I think you are missing the point . . .  it is a valid anecdote though.


> I was told to "check it with the open string" when I was 10. By the time I was 20, I was able to play in tune when the strings were a little off, with effort. By the time I was 25 I would play in tune when the strings were a little off without effort.
Well, it sounds like to me you should have continued to listen to your open strings. How do you know you are in-tune if you never listen to your other strings (I do not mean physically play them)? I am really interested, it seems like you know something that the rest of the string world has missed out on.


> This theory of open-string resonance dictating interval size -- sorry, I don't see it this way. How about the key of B major, for instance?
Open strings do not dictate interval size . . . that was dictated a very long time ago by math and physics. Open strings help in note placement. We have already talked about how G-B can either be placed against the G-string or the E-string, but not both. A major 3rd is a major 3rd regardless of the other open strings.

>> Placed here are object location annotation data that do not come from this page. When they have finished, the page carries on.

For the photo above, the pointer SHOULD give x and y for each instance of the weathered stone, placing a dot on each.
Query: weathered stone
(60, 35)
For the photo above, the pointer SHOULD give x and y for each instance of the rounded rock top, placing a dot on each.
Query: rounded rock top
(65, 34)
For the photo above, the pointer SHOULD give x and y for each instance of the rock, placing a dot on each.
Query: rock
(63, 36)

You are confusing interval size and strings' natural variation in key color. Well temperaments on the piano have color changes in different key areas. A similar thing happens with strings, but it is based on degrees of resonance rather that degrees of tempered intervals: D-Major is a very resonant key on violin . . . D flat-Major is not. But musicians have known about this for hundreds of years, so this is nothing new. One of Paganini's concertos calls for the orchestra to play in Dflat, the soloist plays in D with the violin tuned down a half step. The result is that the solo part is much more brilliant than the subdued orchestra part. 

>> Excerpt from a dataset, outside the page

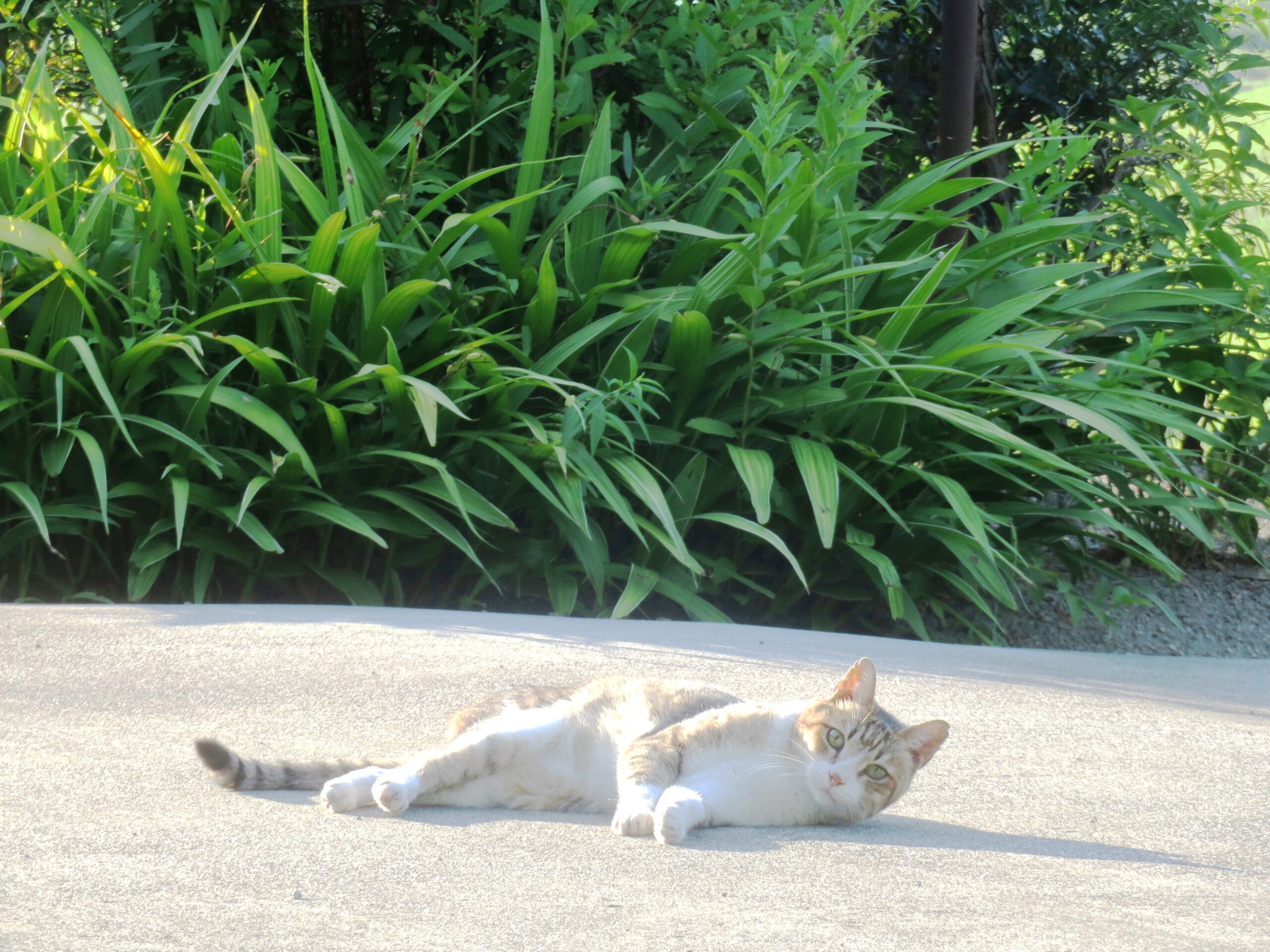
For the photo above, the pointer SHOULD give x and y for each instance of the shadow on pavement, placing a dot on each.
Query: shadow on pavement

> And who may these string players be, pray? Students, perhaps? I certainly have said that many string players do not temper anything, melodically or otherwise -- but all of them? I beg leave to differ!
No Susan, we have not been talking about students. But maybe that is part of the problem: I am talking about a professional standard. That would certainly explain some of the confusion. Between my wife and myself, we have studied or had master classes with almost all of the top quartets. From these experiences I have learned that [just] intonation is a very important issue; they seem to have absolutely no tolerance for beating intervals. Maybe you could listen to a few recordings?


> Bradley, do you really like playing skimpy little beatless major thirds? And wide flabby beatless minor thirds? Really? In a dominant chord, you like the leading tone way low, do you? 
YES Susan, I have always been encouraged to play in-tune. Adding beats is an additional tool that I have learned to use to expand my musical expression: especially the shading of harmonic vocabulary. But it is not the standard from which we begin. I do apologize, but I completely disagree with you, and apparently so do most professionals. But please don't take it the wrong way, it took a long time for EQT to be accepted in the piano community. Who knows, maybe in a hundred years string players will be playing exactly how you have suggested.